• No results found

3.1 Regelgeving 1. Jij en je werkgever moeten zich houden aan de wettelijke regels voor arbeidstijden en de regels die daarover in deze cao zijn vastgelegd.

2. Meer informatie vind je in bijlage I van deze cao. Daarin vind je een

compleet overzicht van alle diensten en grenzen per leeftijdsgroep volgens de wettelijke regels voor arbeidstijden.

3.2 Pieken en dalen Samen met je werkgever vul je binnen de normale arbeidstijd je werktijd in. Het is mogelijk om binnen de normale arbeidstijd meer of minder dan 38 uren per week te werken.

3.3 Dienst- en werkrooster Je werkgever maakt een dienst- en werkrooster. Hij maakt dat rooster ten minste 2 weken van tevoren bekend.

3.4 Aanpassen dienst- en werkrooster

Als je werkgever het dienst- en werkrooster na overleg met ook jou eenmaal heeft vastgesteld, maar de bedrijfsomstandigheden maken het noodzakelijk, dan mag je werkgever na overleg met jou het dienst- en werkrooster in redelijkheid aanpassen.

3.5 Registratie Je werkgever is (ook wettelijk) verplicht een deugdelijke registratie van de arbeids- en rusttijden bij te houden.

3.5a Oproepovereenkomst, oproep en loon

Als je werkzaam bent volgens de oproepovereenkomst van artikel 1.9 van deze cao, dan geldt een oproeptermijn van tenminste 24 uren van tevoren. Wordt de oproep later dan 24 uren tevoren gedaan, dan hoef je de oproep niet op te volgen.

Deze termijn van 24 uren geldt ook voor het verschuldigd zijn van loon bij intrekken of wijzigen van de oproep. Wordt de oproep binnen de termijn van 24 uren ingetrokken of gewijzigd, dan is je werkgever voor die ingetrokken of gewijzigde oproep het loon verschuldigd.

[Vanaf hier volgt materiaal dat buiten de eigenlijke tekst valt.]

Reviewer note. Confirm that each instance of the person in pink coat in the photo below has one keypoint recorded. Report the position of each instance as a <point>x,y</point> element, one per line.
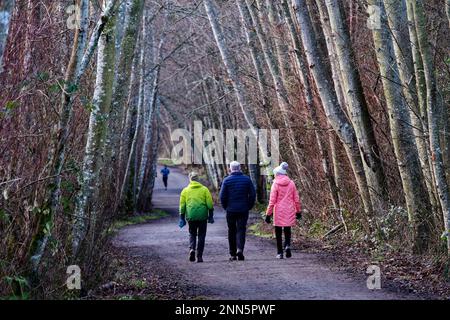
<point>285,207</point>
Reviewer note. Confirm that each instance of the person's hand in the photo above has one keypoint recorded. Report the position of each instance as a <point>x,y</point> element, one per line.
<point>182,222</point>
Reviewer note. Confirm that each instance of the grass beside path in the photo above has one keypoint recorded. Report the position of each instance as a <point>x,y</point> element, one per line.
<point>137,219</point>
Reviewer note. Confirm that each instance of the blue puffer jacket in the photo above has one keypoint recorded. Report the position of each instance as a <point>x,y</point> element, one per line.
<point>237,193</point>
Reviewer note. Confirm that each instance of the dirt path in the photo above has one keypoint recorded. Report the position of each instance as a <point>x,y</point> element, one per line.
<point>164,247</point>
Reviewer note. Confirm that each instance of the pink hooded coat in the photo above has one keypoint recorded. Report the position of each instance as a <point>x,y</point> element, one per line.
<point>284,202</point>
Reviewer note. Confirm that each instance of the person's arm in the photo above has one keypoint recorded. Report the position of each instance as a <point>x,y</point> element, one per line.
<point>223,195</point>
<point>252,195</point>
<point>182,208</point>
<point>272,199</point>
<point>209,205</point>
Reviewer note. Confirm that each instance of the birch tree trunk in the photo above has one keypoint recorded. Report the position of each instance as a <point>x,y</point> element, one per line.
<point>120,90</point>
<point>281,91</point>
<point>251,38</point>
<point>230,66</point>
<point>6,12</point>
<point>309,101</point>
<point>334,113</point>
<point>281,47</point>
<point>132,155</point>
<point>447,9</point>
<point>92,162</point>
<point>75,70</point>
<point>359,112</point>
<point>416,195</point>
<point>404,44</point>
<point>434,115</point>
<point>151,102</point>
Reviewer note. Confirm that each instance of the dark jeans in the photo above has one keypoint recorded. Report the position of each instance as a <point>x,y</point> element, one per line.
<point>287,238</point>
<point>237,226</point>
<point>197,228</point>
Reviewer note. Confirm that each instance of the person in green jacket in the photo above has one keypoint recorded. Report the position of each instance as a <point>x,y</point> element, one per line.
<point>196,206</point>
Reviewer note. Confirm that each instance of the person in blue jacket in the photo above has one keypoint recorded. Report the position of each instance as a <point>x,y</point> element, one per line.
<point>237,196</point>
<point>165,173</point>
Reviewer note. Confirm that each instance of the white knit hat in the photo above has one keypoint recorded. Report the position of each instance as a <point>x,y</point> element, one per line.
<point>281,169</point>
<point>235,166</point>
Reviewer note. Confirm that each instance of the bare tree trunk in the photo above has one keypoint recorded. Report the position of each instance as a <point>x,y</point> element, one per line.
<point>416,195</point>
<point>132,155</point>
<point>6,11</point>
<point>335,115</point>
<point>308,96</point>
<point>434,115</point>
<point>281,91</point>
<point>251,37</point>
<point>92,162</point>
<point>121,85</point>
<point>398,23</point>
<point>230,65</point>
<point>447,9</point>
<point>359,112</point>
<point>76,68</point>
<point>281,48</point>
<point>142,191</point>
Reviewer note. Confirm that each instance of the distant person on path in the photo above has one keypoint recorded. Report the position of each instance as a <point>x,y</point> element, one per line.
<point>196,206</point>
<point>285,206</point>
<point>237,196</point>
<point>165,173</point>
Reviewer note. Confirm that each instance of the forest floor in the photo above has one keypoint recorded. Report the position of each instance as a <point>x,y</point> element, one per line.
<point>151,263</point>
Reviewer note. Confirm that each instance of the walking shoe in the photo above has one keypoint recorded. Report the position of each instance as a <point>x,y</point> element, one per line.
<point>288,252</point>
<point>240,256</point>
<point>192,255</point>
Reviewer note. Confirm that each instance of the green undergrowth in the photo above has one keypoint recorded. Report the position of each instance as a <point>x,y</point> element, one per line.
<point>165,162</point>
<point>137,219</point>
<point>258,229</point>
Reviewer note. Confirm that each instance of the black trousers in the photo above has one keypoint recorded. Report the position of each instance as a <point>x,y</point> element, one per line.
<point>237,227</point>
<point>197,229</point>
<point>279,235</point>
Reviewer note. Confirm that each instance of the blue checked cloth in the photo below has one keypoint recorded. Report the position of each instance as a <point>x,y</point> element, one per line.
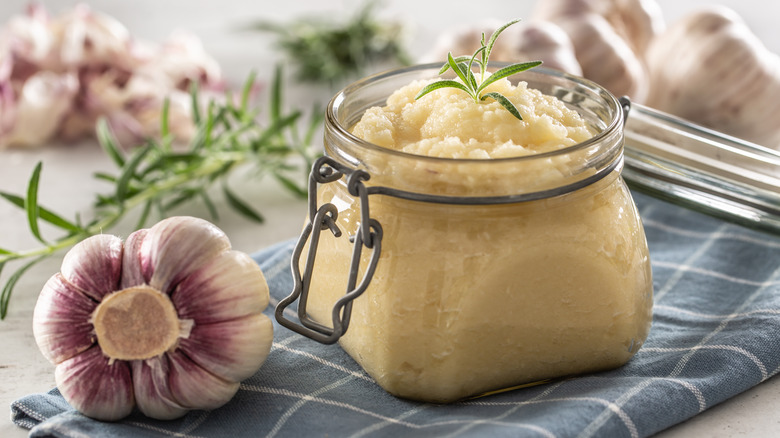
<point>716,333</point>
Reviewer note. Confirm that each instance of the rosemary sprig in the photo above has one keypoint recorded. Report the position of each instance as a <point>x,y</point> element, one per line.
<point>330,52</point>
<point>462,66</point>
<point>158,176</point>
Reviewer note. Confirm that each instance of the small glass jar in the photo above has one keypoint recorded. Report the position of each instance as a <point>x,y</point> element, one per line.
<point>459,277</point>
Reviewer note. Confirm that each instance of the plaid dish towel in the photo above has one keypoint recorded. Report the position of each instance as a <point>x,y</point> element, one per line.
<point>716,333</point>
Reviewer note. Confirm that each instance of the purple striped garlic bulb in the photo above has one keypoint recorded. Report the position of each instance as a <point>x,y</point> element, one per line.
<point>169,321</point>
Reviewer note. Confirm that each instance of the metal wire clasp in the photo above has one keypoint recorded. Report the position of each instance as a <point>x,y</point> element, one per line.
<point>369,235</point>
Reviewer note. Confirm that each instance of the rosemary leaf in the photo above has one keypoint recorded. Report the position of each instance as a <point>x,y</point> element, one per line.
<point>468,82</point>
<point>506,72</point>
<point>31,203</point>
<point>144,215</point>
<point>43,213</point>
<point>156,177</point>
<point>506,103</point>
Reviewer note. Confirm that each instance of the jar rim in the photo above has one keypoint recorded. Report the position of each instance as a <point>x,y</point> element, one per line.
<point>611,102</point>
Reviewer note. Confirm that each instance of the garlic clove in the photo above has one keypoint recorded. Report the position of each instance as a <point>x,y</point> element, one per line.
<point>230,286</point>
<point>196,388</point>
<point>178,246</point>
<point>605,57</point>
<point>232,350</point>
<point>45,98</point>
<point>94,265</point>
<point>133,272</point>
<point>61,320</point>
<point>152,391</point>
<point>96,387</point>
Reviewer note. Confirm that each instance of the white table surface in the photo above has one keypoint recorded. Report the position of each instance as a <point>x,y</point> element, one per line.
<point>68,187</point>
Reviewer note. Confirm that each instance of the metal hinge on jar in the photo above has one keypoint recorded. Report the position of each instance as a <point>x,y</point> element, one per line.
<point>369,235</point>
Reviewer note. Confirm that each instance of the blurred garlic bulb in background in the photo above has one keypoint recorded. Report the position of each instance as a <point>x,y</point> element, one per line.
<point>710,68</point>
<point>610,38</point>
<point>117,77</point>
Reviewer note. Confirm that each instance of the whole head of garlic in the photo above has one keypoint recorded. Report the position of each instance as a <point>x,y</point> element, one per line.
<point>169,321</point>
<point>711,69</point>
<point>610,39</point>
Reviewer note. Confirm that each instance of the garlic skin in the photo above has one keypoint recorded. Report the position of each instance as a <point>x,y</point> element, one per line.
<point>610,39</point>
<point>168,321</point>
<point>61,74</point>
<point>711,69</point>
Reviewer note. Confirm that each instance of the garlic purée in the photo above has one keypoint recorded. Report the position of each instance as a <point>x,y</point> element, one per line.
<point>448,124</point>
<point>168,321</point>
<point>468,299</point>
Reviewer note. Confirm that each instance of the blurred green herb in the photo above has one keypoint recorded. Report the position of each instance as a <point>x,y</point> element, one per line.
<point>462,66</point>
<point>158,176</point>
<point>329,52</point>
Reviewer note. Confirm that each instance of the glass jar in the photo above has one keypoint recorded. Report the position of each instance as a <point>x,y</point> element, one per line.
<point>458,277</point>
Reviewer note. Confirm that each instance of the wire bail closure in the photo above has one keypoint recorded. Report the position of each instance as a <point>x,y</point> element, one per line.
<point>369,235</point>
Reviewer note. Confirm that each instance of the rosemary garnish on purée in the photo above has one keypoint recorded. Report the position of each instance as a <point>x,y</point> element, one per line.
<point>158,177</point>
<point>468,82</point>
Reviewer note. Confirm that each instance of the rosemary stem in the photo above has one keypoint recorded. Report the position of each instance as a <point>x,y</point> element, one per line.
<point>206,169</point>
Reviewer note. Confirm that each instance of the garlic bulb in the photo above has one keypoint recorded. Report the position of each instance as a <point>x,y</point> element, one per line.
<point>116,76</point>
<point>169,321</point>
<point>710,68</point>
<point>610,38</point>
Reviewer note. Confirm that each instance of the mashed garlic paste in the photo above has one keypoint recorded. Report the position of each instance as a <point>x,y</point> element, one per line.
<point>468,299</point>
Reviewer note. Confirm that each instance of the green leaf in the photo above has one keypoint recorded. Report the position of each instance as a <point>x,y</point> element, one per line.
<point>43,213</point>
<point>144,215</point>
<point>240,206</point>
<point>247,91</point>
<point>444,83</point>
<point>506,103</point>
<point>276,94</point>
<point>108,141</point>
<point>459,59</point>
<point>5,295</point>
<point>456,67</point>
<point>104,177</point>
<point>31,203</point>
<point>494,37</point>
<point>165,129</point>
<point>128,171</point>
<point>507,71</point>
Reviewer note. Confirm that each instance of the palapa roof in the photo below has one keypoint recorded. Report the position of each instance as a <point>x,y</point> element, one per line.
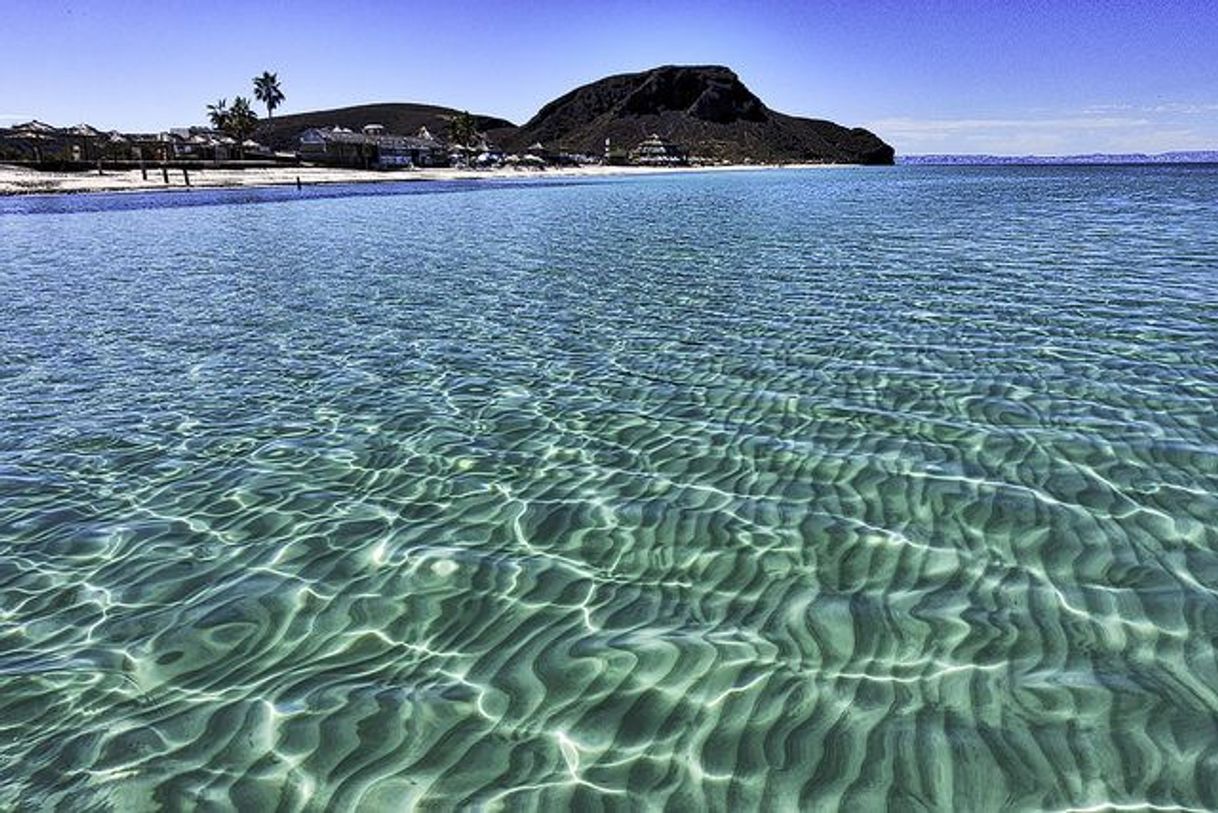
<point>34,126</point>
<point>342,135</point>
<point>84,131</point>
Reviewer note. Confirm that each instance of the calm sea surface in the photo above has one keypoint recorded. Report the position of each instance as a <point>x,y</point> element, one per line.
<point>767,490</point>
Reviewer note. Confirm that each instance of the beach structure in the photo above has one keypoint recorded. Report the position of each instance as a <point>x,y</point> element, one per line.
<point>655,151</point>
<point>370,148</point>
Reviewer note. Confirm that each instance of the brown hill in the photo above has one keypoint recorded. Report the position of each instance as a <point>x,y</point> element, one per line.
<point>707,109</point>
<point>283,132</point>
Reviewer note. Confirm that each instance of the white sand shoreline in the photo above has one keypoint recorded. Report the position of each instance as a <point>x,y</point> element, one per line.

Deze regeling is voor horecawerkzaamheden onder de oproepovereenkomst een werkbare termijn. Daarom is bij deze cao afgeweken van de termijnen volgens artikel 7:628a, lid 4 van het Burgerlijk Wetboek.

Als je werkzaam bent op basis van een oproepovereenkomst en je niet aan een oproep kunt voldoen, omdat je al een andere werkafspraak hebt gemaakt of les, tentamen of examen moet vervullen, dan mag je die oproep afwijzen. Je moet je werkgever dan direct bij de oproep of tenminste 24 uur van tevoren schriftelijk of elektronisch informeren.

Uitzondering

seizoenkracht klimaat en natuur

Als je seizoenkracht Klimaat en natuur bent zoals beschreven in artikel 1.10a van deze cao, geldt niet de termijn van 24 uren van te voren oproepen door je werkgever, noch de verplichting voor je werkgever om loon te betalen als de oproep wordt afgezegd of gewijzigd. Dat is mogelijk volgens artikel 7:628a lid 11 van het Burgerlijk Wetboek.

3.5b Oproepovereenkomst aanbod arbeidsuren na telkens 12 maanden

Als je werkzaam bent volgens de oproepovereenkomst van artikel 1.9 van deze cao, dan is je werkgever verplicht je telkens na 12 maanden binnen een maand een aanbod voor een vaste arbeidsomvang te doen. Het aanbod omvat ten minste de gemiddelde arbeidsomvang van de laatste 12 maanden. Bij dit aanbod kan niet worden afgeweken van de loondoorbetalingsverplichting. Je hebt dan een maand om dat aanbod te aanvaarden of af te wijzen. Het aanbod geldt nog steeds als binnen 6 maanden opnieuw een arbeidsovereenkomst wordt aangegaan. Naast dit verplichte aanbod mag je werkgever je ook nog een ander aanbod doen.

De keuze voor aanvaarden of afwijzen van het verplichte aanbod, of afwijzen en een ander aanbod aanvaarden, is aan jou. Als je het verplichte aanbod accepteert, dan is niet langer sprake van een oproepovereenkomst en vervallen de bepalingen uit de oproepovereenkomst die specifiek daar op betrekking hebben.

Uitzonderding

seizoenkracht klimaat en natuur

Uitzondering. Het verplichte aanbod geldt niet als je een seizoenkracht Klimaat en natuur bent zoals beschreven in artikel 1.10a van deze cao. Dat is mogelijk volgens artikel 7:628a lid 11 van het Burgerlijk Wetboek.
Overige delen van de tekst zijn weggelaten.